Geo-Index
view release on metacpan or search on metacpan
lib/Geo/Index.pm view on Meta::CPAN
eval { DynaLoader::bootstrap Geo::Index $VERSION; };
#. Note whether C low-level code library is available
my $C_CODE_COMPILED;
if ($@) {
$C_CODE_COMPILED = 0;
} else {
$C_CODE_COMPILED = 1;
}
#. Choose which C function to export
@Geo::Index::EXPORT = qw(); # Symbols to export by default
#@Geo::Index::EXPORT_OK = qw(
# GetCCodeVersion fast_log2_double fast_log2_float ComputeAreaExtrema_float
# ComputeAreaExtrema_double ComputeAreaExtrema_double SetUpDistance_float HaversineDistance_float
# SetUpDistance_double SetUpDistance_double HaversineDistance_double
# );
@Geo::Index::EXPORT_OK = qw(); # Symbols to export on request
=head1 SYNOPSIS
# Create and populate a geographic index
use Geo::Index;
@points = (
{ lat => 1.0, lon => 2.0 },
{ lat => -90.0, lon => 0.0, name => 'South Pole' },
{ lat => 30.0, lon => -20.0, ele => 123.4 }
);
$point = { lat=>10.0, lon=>20.0 };
$index = Geo::Index->new();
$index->IndexPoints( \@points );
$index->Index( $point );
$index->Index( [ 30, 40 ] );
# Search index
%search_options = ( sort_results => 1, radius=>5_000_000 );
$results = $index->Search( [ -80, 20 ], \%search_options );
print "$$results[0]{name}\n"; # Prints 'South Pole'
# Get all points in the southern hemisphere
$results = $index->SearchByBounds( [ -180, -90, 180, 0 ] );
print "$$results[0]{name}\n"; # Also prints 'South Pole'
($closest) = $index->Closest( [ -80, 20 ] );
print "$$closest{name}\n"; # Also prints 'South Pole'
($closest) = $index->Closest( $points[1], { post_condition=>'NONE' } );
print "$$closest{name}\n"; # Also prints 'South Pole'
($farthest) = $index->Farthest( [ 90, 0 ] );
print "$$farthest{name}\n"; # Also prints 'South Pole'
# Compute distance in meters between two points (using haversine formula)

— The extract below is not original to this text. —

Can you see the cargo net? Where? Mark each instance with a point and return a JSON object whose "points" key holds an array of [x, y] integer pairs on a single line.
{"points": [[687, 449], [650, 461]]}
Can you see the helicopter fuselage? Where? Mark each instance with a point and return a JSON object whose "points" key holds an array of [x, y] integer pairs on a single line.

$m = $index->Distance( { lat=>51.507222, lon=>-0.1275 }, [ -6.2, 106.816667 ] );
printf("London to Jakarta: %i km\n", $m / 1000);
$index->DistanceFrom( [ 90, 0 ] );
$m = $index->DistanceTo( $points[1] );
printf("Pole to pole: %i km\n", $m / 1000);
=head1 DESCRIPTION
Geo::Index is a Perl module for creating in-memory geographic points indices.
Once points have been indexed, fast searches can be run.
Efficient searches methods include B<C<L<Search(...)|/Search( ... )>>> to get all points
within a distance from a given point, B<C<L<SearchByBounds(...)|/SearchByBounds( ... )>>> to get all
points in an given area, B<C<L<Closest(...)|/Closest( ... )>>> to get the closest points to a
given point, and B<C<L<Farthest(...)|/Farthest( ... )>>> to get the farthest points from a given
point.
Additional methods are provided to compute distances between arbitrary points
(E<nbsp>B<C<L<Distance(...)|/Distance( ... )>>>, B<C<L<DistanceFrom(...)|/DistanceFrom( ... )>>>, and B<C<L<DistanceTo(...)|/DistanceTo( ... )>>>E<nbsp>)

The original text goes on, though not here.